(updated 9/28/2023) We recently had a gentleman visitor from England, an erudite, entertaining, fellow who, although having travelled extensively in Africa and the Middle East during his first career, was on his first visit to California. We started him off right with a trip to our Satuday’s farmer’s market for a few tastes of the Monterey Bay: Tomales Bay kumamoto oysters from La Marea of the Sea, kraut juice shots from Farmhouse Culture, local Monterey Jack cheese from Schloch Family Farmstead, and fresh strawberries and cucumbers to take home for the evening’s cocktails.
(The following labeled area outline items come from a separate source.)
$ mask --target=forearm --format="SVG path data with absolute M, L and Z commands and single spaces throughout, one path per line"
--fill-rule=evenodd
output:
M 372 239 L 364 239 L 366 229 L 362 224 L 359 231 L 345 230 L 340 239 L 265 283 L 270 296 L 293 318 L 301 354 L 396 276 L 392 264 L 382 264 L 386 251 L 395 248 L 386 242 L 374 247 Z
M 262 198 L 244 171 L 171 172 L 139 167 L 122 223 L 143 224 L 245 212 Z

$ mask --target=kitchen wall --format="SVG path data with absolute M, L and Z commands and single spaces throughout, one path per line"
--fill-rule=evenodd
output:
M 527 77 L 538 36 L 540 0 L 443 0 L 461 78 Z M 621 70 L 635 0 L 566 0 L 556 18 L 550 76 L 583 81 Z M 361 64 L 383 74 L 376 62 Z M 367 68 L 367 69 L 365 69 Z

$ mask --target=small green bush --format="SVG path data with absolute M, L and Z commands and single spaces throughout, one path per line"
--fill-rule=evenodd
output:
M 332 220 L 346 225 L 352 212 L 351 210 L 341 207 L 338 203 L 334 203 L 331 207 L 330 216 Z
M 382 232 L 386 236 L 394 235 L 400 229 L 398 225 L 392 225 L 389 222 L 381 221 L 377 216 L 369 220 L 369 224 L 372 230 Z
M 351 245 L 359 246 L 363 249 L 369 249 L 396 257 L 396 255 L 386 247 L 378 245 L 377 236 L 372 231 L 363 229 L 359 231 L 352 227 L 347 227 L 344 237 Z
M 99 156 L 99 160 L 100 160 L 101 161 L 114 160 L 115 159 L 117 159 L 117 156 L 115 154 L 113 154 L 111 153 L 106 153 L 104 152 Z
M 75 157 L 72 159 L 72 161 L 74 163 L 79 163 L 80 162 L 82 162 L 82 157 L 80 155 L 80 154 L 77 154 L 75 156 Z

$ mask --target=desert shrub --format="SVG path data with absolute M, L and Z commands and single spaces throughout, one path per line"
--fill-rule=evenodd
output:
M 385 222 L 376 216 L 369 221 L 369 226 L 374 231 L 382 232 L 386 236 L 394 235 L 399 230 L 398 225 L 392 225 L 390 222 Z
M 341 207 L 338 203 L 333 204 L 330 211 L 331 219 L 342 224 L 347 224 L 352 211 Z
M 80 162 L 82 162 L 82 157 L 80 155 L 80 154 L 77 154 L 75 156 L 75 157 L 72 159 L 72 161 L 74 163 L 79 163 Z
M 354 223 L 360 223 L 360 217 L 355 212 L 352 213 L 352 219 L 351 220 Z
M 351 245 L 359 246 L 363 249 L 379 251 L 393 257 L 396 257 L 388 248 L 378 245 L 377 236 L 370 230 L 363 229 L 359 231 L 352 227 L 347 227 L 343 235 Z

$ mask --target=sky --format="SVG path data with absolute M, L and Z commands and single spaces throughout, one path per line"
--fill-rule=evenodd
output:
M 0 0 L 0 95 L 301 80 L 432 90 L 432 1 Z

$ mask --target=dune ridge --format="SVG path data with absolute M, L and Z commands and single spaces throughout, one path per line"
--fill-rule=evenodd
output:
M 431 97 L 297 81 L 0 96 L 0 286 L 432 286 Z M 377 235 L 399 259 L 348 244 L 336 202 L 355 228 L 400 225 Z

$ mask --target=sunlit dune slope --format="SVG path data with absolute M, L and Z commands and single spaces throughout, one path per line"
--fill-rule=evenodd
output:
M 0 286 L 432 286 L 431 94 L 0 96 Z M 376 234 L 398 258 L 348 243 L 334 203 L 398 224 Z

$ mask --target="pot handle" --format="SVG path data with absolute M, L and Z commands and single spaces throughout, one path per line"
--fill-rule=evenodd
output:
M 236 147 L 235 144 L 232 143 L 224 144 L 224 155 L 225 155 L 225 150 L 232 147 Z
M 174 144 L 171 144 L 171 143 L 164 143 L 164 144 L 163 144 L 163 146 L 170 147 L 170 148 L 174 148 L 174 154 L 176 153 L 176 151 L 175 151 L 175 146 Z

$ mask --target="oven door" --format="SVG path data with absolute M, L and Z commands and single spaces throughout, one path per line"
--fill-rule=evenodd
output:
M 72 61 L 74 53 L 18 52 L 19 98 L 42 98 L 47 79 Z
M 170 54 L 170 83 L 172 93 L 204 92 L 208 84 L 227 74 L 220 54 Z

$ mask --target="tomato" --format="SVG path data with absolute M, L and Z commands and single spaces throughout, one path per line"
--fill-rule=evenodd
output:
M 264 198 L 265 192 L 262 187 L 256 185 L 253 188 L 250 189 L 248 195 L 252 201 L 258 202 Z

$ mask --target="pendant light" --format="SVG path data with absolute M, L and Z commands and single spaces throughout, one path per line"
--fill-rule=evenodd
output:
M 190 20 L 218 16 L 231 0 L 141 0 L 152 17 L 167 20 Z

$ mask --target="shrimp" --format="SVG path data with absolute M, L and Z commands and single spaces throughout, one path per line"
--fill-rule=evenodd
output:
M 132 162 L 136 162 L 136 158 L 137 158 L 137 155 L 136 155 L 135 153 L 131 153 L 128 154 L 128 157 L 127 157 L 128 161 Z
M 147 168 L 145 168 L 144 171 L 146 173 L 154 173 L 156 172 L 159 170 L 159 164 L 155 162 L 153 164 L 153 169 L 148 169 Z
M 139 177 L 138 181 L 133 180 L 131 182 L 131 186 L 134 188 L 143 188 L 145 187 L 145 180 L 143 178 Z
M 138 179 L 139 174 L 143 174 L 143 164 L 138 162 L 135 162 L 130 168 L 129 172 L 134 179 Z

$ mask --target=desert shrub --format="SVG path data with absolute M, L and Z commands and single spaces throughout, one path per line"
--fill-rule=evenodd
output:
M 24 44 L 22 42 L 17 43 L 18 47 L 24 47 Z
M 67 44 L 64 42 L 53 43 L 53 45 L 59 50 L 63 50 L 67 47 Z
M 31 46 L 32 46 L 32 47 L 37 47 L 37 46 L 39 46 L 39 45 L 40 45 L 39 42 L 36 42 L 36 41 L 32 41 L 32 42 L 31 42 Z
A breakfast of princes.

He happened to mention, while in line to pay for the aforementioned cucumbers, that as a young man he worked for a grower outside London who shared the ancient Victorian invention for growing perfectly straight cucumbers: grow them in a glass tube.

I thought he was pulling our legs, but it’s true. Industrial Age inventor George Stephenson, the man credited with building the first railway in the world to use steam locomotives and who invented the miner’s lamp, tired of trying to make a sandwich from wayward, curvy cukes and came up with – you got it – a glass tube keeping them on the straight and narrow. The cucumber straightener.

Two 19th century glass cucumber straighteners sold at auction at Bonhams

They became quite popular; here is an advertisement

Oh, those crazy Victorians. I’ll never look at an English cucumber the same way again.